Phillip Zulu-Special Correspondent

SENEGAL’S Lions of Teranga roared to victory in the African Cup of Nations final on Sunday in Yaounde, Cameroon, as they beat a well-managed defensive Egyptian team which seemed to rely more on Mo Salah’s predatory instincts to score goals. 

Sadio Mane’ s last spot-kick goal sent Senegalese fans and players into a wild celebration in confirming their new status as the new African football champions in Cameroon on Sunday. 

This victory has brought so many questions and debates as to how they managed to maintain their self-belief and confidence in such a long stretch of time after missing out on two occasions. 

Their player quality base is an envy to every nation out there and key fundamental things stick out:

 Their local structures of developing junior and youth football are functional, comprehensive and intensively progressing. 

 Their senior coaches are true professionals who value their personal worth and national interests, hence their selection process is less fraught with cartels and mafia gangsters conniving to capture their national football federation. 

 Aliou Cisse, the head coach’s seriousness in further coach education continuous further learning and taking full responsibilities of the choice of the selected players and the results that come along. 

 The fusion of the diaspora talents and local player base is professional in every aspect of top-flight football management, only the best players get chosen.

 Their seriousness to detail, mixing the emerging talents with top players like Mane, Koullibay, Gana etc, speaks volumes of their eagerness to continue building from the foundations of their junior and youth structures. 

 Their local league is ranked highly under FIFA hence their players attract a decent transfer valuation when they get signed abroad. 
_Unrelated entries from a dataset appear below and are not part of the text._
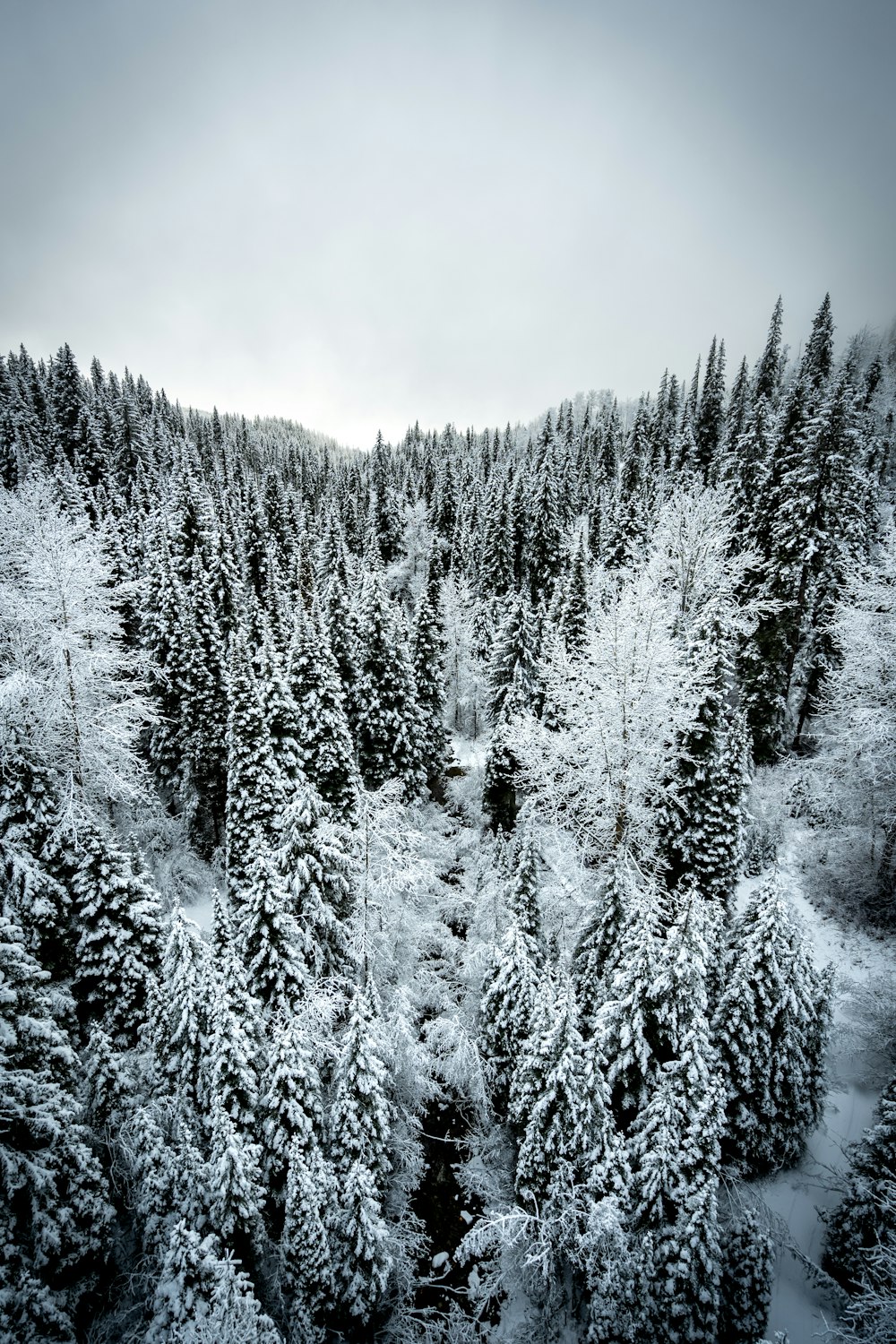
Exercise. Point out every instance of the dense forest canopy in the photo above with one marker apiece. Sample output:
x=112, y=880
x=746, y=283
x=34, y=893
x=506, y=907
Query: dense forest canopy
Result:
x=374, y=954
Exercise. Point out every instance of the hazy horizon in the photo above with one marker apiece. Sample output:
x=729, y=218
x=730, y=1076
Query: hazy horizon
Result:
x=368, y=217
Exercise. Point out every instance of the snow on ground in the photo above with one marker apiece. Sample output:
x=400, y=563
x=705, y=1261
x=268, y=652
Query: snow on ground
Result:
x=857, y=1072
 Their national football federation is financially stable as they receive remittances of the 6% development fees under FIFA regulations that guide such transfers. 

Contrast our tragic situation in Zimbabwe with Senegal’s rise from obscurity, it’s increasingly terrifying how we seem to have perfected the art of fatuity as our football collapses under capture of cartels. The antidote of our perils is to simply observe and marvel what Senegal has done over a long period of time to achieve this success and produce young players in their local systems. 

Guided by what Senegal has achieved so far, we have to:

 Encourage and pursue a national debate in Parliament to investigate how our academic curriculum is rigidly biased against psychomotor skills and abilities that are non-academic. 

 Engage all stakeholders to participate in a new chapter that formulate how our sport will be developed. 

 Set higher standards and criteria to recruitment of quality applicants whose pedigree and professionalism is beyond any doubt. 

 The current technical structures at ZIFA are in ruins as depicted by the recent chaotic poor player selection and the use of over 30’s, where most teams invited the majority of their young players. 

 New ideas should be allowed to tackle our rot by removing all the deadwood in the technical department and have a new set-up. 

 Cultivate more streams of engagement with the diaspora talent base that is one of the fastest emerging talent in European top leagues. 

The Diaspora Initiative towards developing young Zimbabweans started in 2010 when I applied for the national team coaching position and presented a five-year development plan which I had to implement over here in the UK through intensive Futsal related programmes and a fusion of the local junior grassroots leagues. 

Zimbabwe has more than 20 youngsters in the EPL structures, plus many more juniors in the academies than most countries in Africa. We can compete with Ghana, Senegal, Cote d’Ivoire and Algeria but, the big difference between us and all these teams is that they use their foreign nationals and we don’t because of a captured system that has become dangerous to our national image and aspirations to our young people.